The opinion of the court was delivered by: CLANCY
1. On November 30, 1946 the tugs Howard C. Moore, Agnes A. Moran and Claire A. Moran, all controlled and operated by the impleaded respondent Moran Towing and Transportation Company, Inc., hereafter called Moran, towed, as a dead ship, the liberty ship Isaac S. Hopkins, which had been delivered on that day into Moran's possession and custody from the laid-up anchorage at Tarrytown, New York. Moran towed the Hopkins to New York Bay and anchored it in the neighborhood of the Statute of Liberty near bellbuoy 7. In so far as the evidence goes, the Hopkins was anchored in the Bay for the convenience of Moran. She was allowed to remain there until the 2nd of December, 1946.
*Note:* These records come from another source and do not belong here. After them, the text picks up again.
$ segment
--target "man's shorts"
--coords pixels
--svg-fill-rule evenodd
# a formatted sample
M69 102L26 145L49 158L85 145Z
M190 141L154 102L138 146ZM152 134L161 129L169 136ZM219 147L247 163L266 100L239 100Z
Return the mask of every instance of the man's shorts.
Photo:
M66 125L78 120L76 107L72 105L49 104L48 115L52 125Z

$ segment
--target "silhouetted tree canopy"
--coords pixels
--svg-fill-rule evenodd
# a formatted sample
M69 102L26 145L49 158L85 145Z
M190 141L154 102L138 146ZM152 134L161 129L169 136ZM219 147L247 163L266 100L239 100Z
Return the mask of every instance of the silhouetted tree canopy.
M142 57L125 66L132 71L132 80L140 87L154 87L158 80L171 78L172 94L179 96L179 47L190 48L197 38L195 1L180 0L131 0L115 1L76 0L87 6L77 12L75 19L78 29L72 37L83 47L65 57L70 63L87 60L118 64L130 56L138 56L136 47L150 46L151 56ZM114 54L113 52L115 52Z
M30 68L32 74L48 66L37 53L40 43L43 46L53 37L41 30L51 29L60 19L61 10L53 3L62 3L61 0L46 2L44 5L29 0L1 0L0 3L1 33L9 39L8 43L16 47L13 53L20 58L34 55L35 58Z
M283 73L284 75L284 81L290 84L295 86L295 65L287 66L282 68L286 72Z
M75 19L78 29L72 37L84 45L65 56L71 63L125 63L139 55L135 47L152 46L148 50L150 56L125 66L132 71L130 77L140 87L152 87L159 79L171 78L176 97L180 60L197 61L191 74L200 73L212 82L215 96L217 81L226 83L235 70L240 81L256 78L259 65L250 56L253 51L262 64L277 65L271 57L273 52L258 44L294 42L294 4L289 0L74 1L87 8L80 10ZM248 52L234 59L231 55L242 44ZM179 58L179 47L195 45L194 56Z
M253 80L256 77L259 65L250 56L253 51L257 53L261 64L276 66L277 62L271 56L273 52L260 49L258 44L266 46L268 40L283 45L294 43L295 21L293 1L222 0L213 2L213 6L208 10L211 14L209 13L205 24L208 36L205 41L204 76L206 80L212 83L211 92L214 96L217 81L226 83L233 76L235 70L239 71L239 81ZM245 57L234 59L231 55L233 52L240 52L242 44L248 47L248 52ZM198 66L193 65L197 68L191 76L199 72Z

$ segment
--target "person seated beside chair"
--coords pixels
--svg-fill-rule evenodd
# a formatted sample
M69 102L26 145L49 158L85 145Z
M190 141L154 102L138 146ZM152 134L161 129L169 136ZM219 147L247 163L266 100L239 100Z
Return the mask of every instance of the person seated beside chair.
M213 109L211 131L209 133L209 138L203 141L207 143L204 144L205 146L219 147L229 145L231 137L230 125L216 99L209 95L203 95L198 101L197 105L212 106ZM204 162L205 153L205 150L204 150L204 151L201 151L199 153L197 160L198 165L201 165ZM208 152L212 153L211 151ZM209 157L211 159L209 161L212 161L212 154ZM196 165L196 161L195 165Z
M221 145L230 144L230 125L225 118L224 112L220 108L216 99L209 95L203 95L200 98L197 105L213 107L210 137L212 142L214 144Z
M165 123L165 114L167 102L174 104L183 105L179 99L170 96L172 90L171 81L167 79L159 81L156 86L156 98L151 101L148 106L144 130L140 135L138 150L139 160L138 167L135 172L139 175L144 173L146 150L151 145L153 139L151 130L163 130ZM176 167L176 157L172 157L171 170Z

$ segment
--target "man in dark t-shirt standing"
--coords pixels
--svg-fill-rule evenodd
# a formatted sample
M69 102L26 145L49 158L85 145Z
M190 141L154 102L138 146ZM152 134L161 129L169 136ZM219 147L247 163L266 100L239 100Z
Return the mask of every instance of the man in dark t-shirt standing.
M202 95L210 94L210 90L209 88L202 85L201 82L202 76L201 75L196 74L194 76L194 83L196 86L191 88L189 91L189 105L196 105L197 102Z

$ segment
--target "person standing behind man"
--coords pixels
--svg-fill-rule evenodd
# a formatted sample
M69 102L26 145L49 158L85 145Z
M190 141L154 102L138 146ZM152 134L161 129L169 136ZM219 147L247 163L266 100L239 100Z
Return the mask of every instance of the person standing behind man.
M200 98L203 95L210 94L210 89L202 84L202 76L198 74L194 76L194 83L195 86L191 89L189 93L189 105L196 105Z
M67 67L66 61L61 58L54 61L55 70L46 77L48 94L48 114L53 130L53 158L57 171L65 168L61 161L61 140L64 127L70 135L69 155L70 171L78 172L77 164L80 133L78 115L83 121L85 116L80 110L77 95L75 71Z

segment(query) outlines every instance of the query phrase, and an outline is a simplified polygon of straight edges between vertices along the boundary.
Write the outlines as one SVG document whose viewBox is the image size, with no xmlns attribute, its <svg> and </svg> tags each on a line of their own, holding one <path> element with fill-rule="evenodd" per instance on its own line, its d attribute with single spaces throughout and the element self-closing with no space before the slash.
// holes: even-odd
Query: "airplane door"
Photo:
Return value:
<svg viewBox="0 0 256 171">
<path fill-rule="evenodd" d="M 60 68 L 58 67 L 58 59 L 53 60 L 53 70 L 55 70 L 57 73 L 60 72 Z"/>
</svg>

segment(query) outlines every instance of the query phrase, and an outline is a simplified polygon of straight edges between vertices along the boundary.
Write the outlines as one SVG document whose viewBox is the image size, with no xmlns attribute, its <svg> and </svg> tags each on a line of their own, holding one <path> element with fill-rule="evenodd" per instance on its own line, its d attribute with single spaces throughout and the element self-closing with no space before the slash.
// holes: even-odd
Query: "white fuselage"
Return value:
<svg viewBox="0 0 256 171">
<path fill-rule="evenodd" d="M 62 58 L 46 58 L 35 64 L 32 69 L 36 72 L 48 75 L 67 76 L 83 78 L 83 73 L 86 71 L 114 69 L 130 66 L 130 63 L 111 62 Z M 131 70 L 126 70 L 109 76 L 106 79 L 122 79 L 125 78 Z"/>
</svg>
2. Before the 30th of November the barge Maryland and the barge Rock Harbor, both being at the time tight and seaworthy and properly manned and equipped, were anchored on Red Hook Flats, the Rock Harbor near buoy 30, the Maryland about 200 yards southeast of her.
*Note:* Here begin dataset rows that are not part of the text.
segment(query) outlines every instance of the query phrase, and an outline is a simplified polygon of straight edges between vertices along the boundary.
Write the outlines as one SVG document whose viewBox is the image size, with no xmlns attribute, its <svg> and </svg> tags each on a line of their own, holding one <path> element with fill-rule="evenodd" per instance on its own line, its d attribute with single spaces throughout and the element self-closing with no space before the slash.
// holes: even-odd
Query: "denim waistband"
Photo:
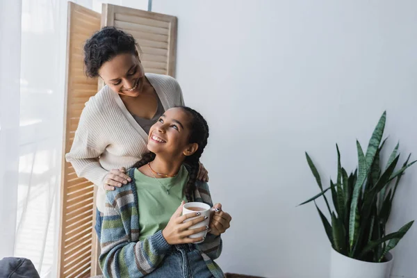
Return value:
<svg viewBox="0 0 417 278">
<path fill-rule="evenodd" d="M 171 247 L 171 252 L 185 251 L 186 252 L 195 250 L 195 246 L 193 244 L 177 244 Z"/>
</svg>

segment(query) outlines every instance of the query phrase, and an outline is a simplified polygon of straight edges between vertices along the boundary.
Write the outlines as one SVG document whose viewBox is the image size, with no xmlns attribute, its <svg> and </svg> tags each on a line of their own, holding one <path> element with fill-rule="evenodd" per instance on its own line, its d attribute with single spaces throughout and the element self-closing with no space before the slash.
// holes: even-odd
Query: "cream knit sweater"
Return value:
<svg viewBox="0 0 417 278">
<path fill-rule="evenodd" d="M 184 105 L 178 82 L 166 75 L 146 74 L 164 110 Z M 131 167 L 148 152 L 147 134 L 127 111 L 119 95 L 104 86 L 85 103 L 71 151 L 65 155 L 76 174 L 99 186 L 97 206 L 104 211 L 104 177 L 112 169 Z"/>
</svg>

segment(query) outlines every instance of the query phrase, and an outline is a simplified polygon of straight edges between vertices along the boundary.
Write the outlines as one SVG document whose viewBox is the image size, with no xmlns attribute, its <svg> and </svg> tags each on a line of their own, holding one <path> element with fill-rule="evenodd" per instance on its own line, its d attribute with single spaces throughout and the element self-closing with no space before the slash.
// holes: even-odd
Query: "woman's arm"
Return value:
<svg viewBox="0 0 417 278">
<path fill-rule="evenodd" d="M 132 221 L 138 210 L 129 186 L 109 191 L 106 196 L 99 259 L 103 274 L 106 277 L 142 277 L 158 266 L 170 245 L 161 231 L 143 241 L 131 242 L 131 234 L 139 233 L 139 224 Z"/>
<path fill-rule="evenodd" d="M 96 106 L 91 99 L 85 104 L 72 147 L 65 158 L 71 163 L 78 177 L 85 178 L 94 184 L 101 185 L 108 171 L 100 165 L 99 157 L 104 152 L 107 142 L 97 129 L 100 122 L 99 111 Z"/>
<path fill-rule="evenodd" d="M 196 198 L 195 202 L 202 202 L 213 207 L 213 200 L 207 183 L 197 181 L 196 182 L 200 197 Z M 212 260 L 218 259 L 222 254 L 223 243 L 220 236 L 215 236 L 208 233 L 206 239 L 202 243 L 197 245 L 197 248 L 206 254 Z"/>
</svg>

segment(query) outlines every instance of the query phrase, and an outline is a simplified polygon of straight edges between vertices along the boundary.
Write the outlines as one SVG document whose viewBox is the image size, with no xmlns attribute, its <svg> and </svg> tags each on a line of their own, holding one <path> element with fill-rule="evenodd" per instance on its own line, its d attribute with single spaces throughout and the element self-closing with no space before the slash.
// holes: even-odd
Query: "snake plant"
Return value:
<svg viewBox="0 0 417 278">
<path fill-rule="evenodd" d="M 336 145 L 338 158 L 337 179 L 330 180 L 330 186 L 323 189 L 321 179 L 313 161 L 306 152 L 307 163 L 318 184 L 320 193 L 300 204 L 314 202 L 332 247 L 347 256 L 369 262 L 383 262 L 386 253 L 397 245 L 413 224 L 411 221 L 398 231 L 386 234 L 393 199 L 404 171 L 416 161 L 409 163 L 411 154 L 400 167 L 398 163 L 399 144 L 397 144 L 386 165 L 380 165 L 380 154 L 386 138 L 382 142 L 386 113 L 377 124 L 366 154 L 357 140 L 358 166 L 348 174 L 341 165 L 341 154 Z M 330 190 L 334 210 L 329 204 L 326 192 Z M 329 220 L 316 204 L 324 198 L 329 211 Z"/>
</svg>

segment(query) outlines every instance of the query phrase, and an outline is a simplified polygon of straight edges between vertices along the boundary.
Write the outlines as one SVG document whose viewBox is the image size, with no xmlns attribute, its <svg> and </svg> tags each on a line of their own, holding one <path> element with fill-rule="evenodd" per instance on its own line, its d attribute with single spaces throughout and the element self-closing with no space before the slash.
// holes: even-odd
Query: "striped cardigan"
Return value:
<svg viewBox="0 0 417 278">
<path fill-rule="evenodd" d="M 134 179 L 135 169 L 127 174 L 131 181 L 113 191 L 107 191 L 101 226 L 101 254 L 99 264 L 106 277 L 142 277 L 156 269 L 170 250 L 162 231 L 139 241 L 139 206 Z M 213 206 L 208 186 L 196 182 L 191 202 Z M 204 243 L 196 244 L 208 270 L 215 278 L 224 277 L 214 262 L 222 252 L 222 239 L 208 234 Z"/>
</svg>

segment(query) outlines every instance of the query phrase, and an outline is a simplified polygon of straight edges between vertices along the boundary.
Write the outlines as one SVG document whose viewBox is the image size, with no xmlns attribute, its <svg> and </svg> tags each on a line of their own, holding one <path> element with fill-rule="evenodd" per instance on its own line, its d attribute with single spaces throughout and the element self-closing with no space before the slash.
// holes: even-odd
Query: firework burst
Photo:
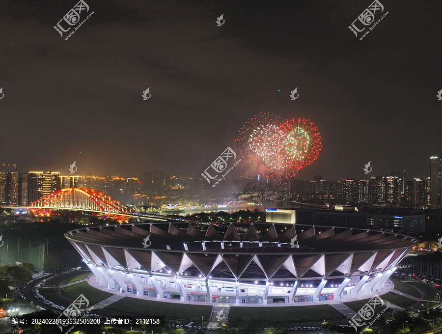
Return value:
<svg viewBox="0 0 442 334">
<path fill-rule="evenodd" d="M 239 131 L 235 141 L 240 150 L 245 156 L 258 163 L 260 169 L 277 168 L 275 149 L 280 140 L 281 120 L 277 115 L 260 112 L 247 121 Z"/>
<path fill-rule="evenodd" d="M 308 119 L 282 122 L 276 115 L 261 113 L 239 132 L 239 148 L 258 163 L 260 172 L 294 175 L 316 160 L 322 148 L 318 129 Z"/>
</svg>

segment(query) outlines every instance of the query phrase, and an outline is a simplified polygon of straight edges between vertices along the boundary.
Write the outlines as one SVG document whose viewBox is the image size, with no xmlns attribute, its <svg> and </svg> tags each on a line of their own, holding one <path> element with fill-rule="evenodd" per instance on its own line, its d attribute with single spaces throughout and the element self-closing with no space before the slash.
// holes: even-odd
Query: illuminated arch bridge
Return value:
<svg viewBox="0 0 442 334">
<path fill-rule="evenodd" d="M 36 216 L 49 216 L 54 210 L 70 210 L 95 212 L 119 222 L 127 221 L 131 217 L 164 221 L 169 219 L 164 216 L 139 213 L 103 193 L 83 188 L 58 190 L 26 207 Z"/>
</svg>

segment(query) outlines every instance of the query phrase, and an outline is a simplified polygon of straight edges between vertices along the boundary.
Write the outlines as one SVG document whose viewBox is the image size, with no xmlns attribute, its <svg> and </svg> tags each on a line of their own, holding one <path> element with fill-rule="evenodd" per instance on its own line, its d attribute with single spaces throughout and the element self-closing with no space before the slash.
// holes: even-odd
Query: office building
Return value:
<svg viewBox="0 0 442 334">
<path fill-rule="evenodd" d="M 430 158 L 430 206 L 431 209 L 442 208 L 442 159 L 439 157 Z"/>
</svg>

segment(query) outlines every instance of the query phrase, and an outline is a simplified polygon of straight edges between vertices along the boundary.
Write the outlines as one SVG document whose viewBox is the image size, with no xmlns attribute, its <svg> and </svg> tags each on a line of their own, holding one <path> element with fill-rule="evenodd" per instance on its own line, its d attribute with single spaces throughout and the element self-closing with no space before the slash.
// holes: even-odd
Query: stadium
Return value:
<svg viewBox="0 0 442 334">
<path fill-rule="evenodd" d="M 381 294 L 417 244 L 385 231 L 268 223 L 153 222 L 86 227 L 65 236 L 103 290 L 238 306 Z"/>
</svg>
3. The Hopkins was a dead ship without any steam even that quantity sufficient to operate the windlasses on which were wound her anchors and without any means of communication. A so-called 'riding crew' of five was aboard her. The evidence gives no support to the use of the word 'crew' which has a professional connotation. We shall call them collectively 'a gang'. In the absence of evidence as to their qualifications it is found in the language used to describe them on the trial and to which neither the captain in charge of the towing operation nor his counsel demurred, that they were laborers unskilled in the rudiments of navigation or care of a ship. It is further found that none of these five individuals had the knowledge or the capacity to perform any duties aboard except such as a laborer might perform under the immediate personal supervision and according to the instructions of someone else who would know what to do and how to do it. These men were put aboard by the respondent Moran.
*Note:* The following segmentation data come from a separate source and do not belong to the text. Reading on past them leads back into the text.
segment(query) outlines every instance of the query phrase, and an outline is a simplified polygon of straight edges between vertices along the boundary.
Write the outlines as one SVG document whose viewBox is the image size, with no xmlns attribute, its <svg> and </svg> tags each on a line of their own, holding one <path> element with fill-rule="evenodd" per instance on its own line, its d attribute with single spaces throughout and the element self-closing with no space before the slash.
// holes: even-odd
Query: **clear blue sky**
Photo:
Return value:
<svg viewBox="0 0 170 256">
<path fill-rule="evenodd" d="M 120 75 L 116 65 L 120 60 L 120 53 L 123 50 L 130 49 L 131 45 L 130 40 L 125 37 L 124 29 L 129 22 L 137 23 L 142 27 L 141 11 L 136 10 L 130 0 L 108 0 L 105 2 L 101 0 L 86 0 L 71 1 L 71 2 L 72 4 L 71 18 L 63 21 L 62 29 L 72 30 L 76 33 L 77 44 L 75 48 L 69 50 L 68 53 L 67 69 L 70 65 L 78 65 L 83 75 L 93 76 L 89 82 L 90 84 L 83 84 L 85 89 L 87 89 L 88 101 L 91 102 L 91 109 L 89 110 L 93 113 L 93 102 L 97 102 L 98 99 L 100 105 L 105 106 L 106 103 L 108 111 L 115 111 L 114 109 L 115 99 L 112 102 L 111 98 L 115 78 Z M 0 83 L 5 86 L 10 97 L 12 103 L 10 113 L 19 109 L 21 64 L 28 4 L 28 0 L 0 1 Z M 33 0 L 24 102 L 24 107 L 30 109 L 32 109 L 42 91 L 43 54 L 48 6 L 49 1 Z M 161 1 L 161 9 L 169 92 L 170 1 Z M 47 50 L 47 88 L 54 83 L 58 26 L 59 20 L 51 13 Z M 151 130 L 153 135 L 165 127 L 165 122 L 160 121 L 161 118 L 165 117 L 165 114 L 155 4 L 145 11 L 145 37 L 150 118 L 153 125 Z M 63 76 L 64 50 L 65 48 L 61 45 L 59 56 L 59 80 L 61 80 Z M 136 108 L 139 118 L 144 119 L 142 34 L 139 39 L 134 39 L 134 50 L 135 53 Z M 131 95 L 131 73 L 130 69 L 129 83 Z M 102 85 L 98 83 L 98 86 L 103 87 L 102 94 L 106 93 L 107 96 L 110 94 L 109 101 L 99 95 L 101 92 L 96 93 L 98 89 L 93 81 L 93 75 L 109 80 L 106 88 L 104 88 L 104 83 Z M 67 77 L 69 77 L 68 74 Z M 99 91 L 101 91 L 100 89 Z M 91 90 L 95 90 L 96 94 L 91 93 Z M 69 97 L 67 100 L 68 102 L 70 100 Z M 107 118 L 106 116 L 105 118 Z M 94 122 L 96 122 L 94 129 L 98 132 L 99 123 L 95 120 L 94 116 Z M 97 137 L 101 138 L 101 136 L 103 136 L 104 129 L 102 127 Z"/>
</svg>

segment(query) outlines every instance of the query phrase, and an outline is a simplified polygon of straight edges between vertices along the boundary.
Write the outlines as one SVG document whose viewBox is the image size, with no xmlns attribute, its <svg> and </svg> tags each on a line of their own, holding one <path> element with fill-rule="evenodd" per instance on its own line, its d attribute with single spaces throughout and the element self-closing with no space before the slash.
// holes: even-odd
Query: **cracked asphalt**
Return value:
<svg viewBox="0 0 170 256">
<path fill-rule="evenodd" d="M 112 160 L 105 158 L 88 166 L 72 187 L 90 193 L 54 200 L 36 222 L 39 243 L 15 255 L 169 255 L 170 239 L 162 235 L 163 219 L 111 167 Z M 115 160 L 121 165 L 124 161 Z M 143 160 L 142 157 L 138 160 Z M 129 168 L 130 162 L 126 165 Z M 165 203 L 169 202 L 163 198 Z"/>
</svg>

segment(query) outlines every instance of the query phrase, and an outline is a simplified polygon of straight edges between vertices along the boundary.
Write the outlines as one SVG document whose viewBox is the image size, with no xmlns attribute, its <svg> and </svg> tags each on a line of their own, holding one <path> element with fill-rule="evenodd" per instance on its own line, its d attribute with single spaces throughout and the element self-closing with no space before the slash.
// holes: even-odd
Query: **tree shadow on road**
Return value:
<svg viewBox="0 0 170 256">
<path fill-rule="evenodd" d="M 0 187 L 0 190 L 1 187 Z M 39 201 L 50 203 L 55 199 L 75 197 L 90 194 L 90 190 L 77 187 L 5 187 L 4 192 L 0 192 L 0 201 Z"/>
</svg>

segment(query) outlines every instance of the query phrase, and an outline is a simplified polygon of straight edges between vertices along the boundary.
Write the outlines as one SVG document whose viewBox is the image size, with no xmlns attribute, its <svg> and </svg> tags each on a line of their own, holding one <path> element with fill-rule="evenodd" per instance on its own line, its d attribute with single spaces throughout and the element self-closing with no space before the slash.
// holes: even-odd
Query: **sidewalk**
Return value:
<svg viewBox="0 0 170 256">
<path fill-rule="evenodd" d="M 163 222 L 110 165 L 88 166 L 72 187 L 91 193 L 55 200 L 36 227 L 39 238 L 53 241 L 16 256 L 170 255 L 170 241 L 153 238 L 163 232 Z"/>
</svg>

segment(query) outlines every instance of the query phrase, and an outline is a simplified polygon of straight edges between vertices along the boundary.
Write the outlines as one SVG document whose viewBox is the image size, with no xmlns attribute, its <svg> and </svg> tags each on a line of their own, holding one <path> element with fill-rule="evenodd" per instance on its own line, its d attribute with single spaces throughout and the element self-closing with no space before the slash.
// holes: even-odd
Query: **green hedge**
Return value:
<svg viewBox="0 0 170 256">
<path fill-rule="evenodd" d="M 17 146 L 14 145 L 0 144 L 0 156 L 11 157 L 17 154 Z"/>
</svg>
4. Upon reaching the anchorage and in obedience to the instructions of the master of the tug Howard C. Moore, who was in control of the operation, but one anchor, her starboard one, was put out. The length of the chain on which this anchor depended was not established by any credible evidence but the evidence of subsequent events was conclusive that its length was insufficient to hold the vessel in a strong wind.
5. Midday of December 2, 1946 a gale blew from the west and the tug Alice M. Moran was instructed by the Moran Company office by radio to examine the situation of the Hopkins and insure its security. The tug merely went to the neighborhood of the Hopkins which had then dragged her single anchor almost a mile from her original position, displayed no care whatever in discovering its situation and took no measures whatever to insure its safety despite the dangerous velocity of the wind then blowing and what was to be expected, storm warnings for small vessels having been then displayed and broadcast.
6. Within an hour thereafter the wind dislodged the Hopkins from the position she held when viewed by the Alice M. Moran's captain. She dragged her anchor southeasterly across the Bay, colliding first with the barge Rock Harbor and thereafter her midship section struck the stem of the Maryland across which she clung while the Maryland was carried to a point off the Brooklyn shore when the Hopkins grounded. Immediately after the collision with the Maryland the Hopkins dropped her second anchor.
7. Both the Maryland and the Rock Harbor were damaged and such damage was caused solely by the negligence of the Moran Company and its tugs above named. There is no evidence that the men aboard the Hopkins were employees of the United States or that their failure to act contributed in any respect to causing libellants' damage.
8. Each of the Moran tugs is separately owned apparently in a convenient corporation. It was stipulated however that all were operated and controlled by the Moran Company which on, before and after the 30th day of November, 1946, enjoyed a contract with the United States, No. WSA-3902, and designated GAA-Special 8-1-42 (Barge Service) to manage and conduct the business of vessels assigned to it by the United States from time to time of which the Hopkins, on November 30, 1946, was one.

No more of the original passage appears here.